The currently available, detailed properties (e.g., isotopic ratios) of solar system
planets may provide guides for constructing better approaches of exoplanet
characterization. With this motivation, we explore how the measured values of the
deuterium-to-hydrogen (D/H) ratio of Uranus and Neptune can constrain their formation
mechanisms. Under the assumption of in-situ formation, we investigate three solid
accretion modes; a dominant accretion mode switches from pebble accretion to
drag-enhanced three-body accretion and to canonical planetesimal accretion, as the solid
radius increases.
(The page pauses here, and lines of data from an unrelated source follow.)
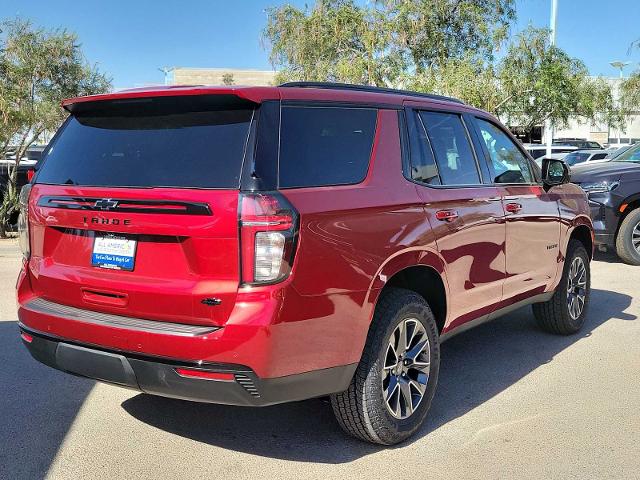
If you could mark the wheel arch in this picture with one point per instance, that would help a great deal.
(583, 232)
(421, 271)
(632, 202)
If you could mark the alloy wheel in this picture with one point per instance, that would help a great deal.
(406, 368)
(635, 237)
(576, 288)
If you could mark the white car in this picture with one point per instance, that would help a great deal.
(584, 156)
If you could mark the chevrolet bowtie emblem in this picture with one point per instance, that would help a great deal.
(106, 204)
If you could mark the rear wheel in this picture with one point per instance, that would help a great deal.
(393, 386)
(628, 238)
(565, 312)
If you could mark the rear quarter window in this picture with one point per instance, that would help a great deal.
(322, 146)
(145, 147)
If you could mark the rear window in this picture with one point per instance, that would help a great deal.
(322, 146)
(149, 148)
(575, 158)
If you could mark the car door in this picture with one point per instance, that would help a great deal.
(466, 215)
(532, 216)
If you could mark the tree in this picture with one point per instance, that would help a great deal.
(540, 81)
(440, 46)
(38, 68)
(335, 40)
(340, 40)
(434, 32)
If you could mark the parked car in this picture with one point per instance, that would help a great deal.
(581, 143)
(553, 156)
(614, 151)
(537, 150)
(585, 156)
(257, 245)
(613, 189)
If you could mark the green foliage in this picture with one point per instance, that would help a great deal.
(441, 46)
(336, 40)
(375, 44)
(630, 92)
(38, 68)
(432, 32)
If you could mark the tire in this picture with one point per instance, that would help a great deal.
(628, 233)
(362, 410)
(556, 315)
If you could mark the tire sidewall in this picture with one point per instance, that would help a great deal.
(575, 250)
(399, 429)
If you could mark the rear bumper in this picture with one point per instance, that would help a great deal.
(158, 376)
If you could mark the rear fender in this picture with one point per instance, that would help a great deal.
(398, 262)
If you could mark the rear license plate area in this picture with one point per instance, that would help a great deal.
(113, 252)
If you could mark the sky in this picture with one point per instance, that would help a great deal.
(132, 39)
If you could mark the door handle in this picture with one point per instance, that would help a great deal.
(513, 207)
(446, 215)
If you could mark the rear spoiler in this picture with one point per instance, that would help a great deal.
(225, 95)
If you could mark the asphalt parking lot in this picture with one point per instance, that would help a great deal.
(513, 402)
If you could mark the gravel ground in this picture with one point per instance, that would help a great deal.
(513, 402)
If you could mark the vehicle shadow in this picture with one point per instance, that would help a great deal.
(37, 408)
(476, 366)
(609, 256)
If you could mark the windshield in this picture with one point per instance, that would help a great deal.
(632, 154)
(152, 148)
(577, 157)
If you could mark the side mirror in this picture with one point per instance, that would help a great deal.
(554, 172)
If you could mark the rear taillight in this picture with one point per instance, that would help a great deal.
(23, 221)
(268, 232)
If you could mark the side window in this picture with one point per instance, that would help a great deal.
(450, 143)
(423, 163)
(321, 146)
(508, 163)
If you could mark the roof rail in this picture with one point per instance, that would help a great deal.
(367, 88)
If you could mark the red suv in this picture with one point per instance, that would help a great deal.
(257, 245)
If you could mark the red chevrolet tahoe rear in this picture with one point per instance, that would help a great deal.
(256, 245)
(156, 231)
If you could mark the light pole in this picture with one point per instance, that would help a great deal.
(548, 126)
(617, 64)
(166, 71)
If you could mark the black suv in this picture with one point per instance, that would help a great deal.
(613, 189)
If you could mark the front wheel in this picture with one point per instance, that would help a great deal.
(566, 311)
(393, 386)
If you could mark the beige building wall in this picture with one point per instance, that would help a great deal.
(214, 76)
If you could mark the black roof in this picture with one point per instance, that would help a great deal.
(370, 89)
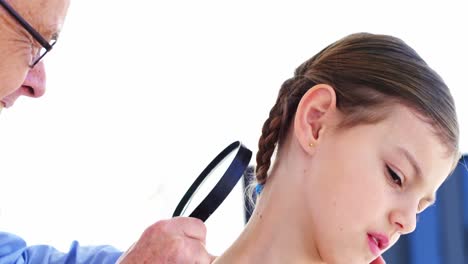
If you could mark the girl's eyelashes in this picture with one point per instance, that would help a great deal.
(394, 176)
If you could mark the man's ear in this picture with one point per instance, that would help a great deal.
(313, 115)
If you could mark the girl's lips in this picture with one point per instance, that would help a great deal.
(373, 245)
(378, 260)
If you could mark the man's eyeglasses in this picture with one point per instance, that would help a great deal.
(46, 46)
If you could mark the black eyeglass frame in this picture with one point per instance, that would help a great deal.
(36, 35)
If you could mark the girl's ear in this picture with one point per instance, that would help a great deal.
(313, 115)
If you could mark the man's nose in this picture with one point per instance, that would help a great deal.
(35, 82)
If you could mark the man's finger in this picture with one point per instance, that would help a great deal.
(191, 227)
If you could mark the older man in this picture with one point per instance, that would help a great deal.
(28, 30)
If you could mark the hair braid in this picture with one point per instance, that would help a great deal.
(274, 128)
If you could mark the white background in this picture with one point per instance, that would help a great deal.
(143, 94)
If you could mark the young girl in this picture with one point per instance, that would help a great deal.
(365, 132)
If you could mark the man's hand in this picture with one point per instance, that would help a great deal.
(178, 240)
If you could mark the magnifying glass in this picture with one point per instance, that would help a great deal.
(201, 201)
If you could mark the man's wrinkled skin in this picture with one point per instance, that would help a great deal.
(181, 239)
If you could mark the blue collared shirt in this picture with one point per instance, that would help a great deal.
(13, 249)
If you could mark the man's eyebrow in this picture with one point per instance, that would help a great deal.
(417, 169)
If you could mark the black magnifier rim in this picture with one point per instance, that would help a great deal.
(224, 186)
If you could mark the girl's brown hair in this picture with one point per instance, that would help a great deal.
(368, 72)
We consider a wide radius range of solids that are accreted onto
(proto)Neptune-mass planets and compute the resulting accretion rates as a function of
both the solid size and the solid surface density. We find that for small-sized solids,
the rate becomes high enough to halt concurrent gas accretion, if all the solids have
the same size. For large-sized solids, the solid surface density needs to be enhanced to
accrete enough amounts of solids within the gas disk lifetime. We apply these accretion
modes to the formation of Uranus and Neptune and show that if the minimum-mass solar
nebula model is adopted, solids with radius of ~ 1 m to ~ 10 km should have contributed
mainly to their deuterium enrichment; a tighter constraint can be derived if the full
solid size distribution is determined. This work therefore demonstrates that the D/H
ratio can be used as a tracer of solid accretion onto Neptune-mass planets. Similar
efforts can be made for other atomic elements that serve as metallicity indicators.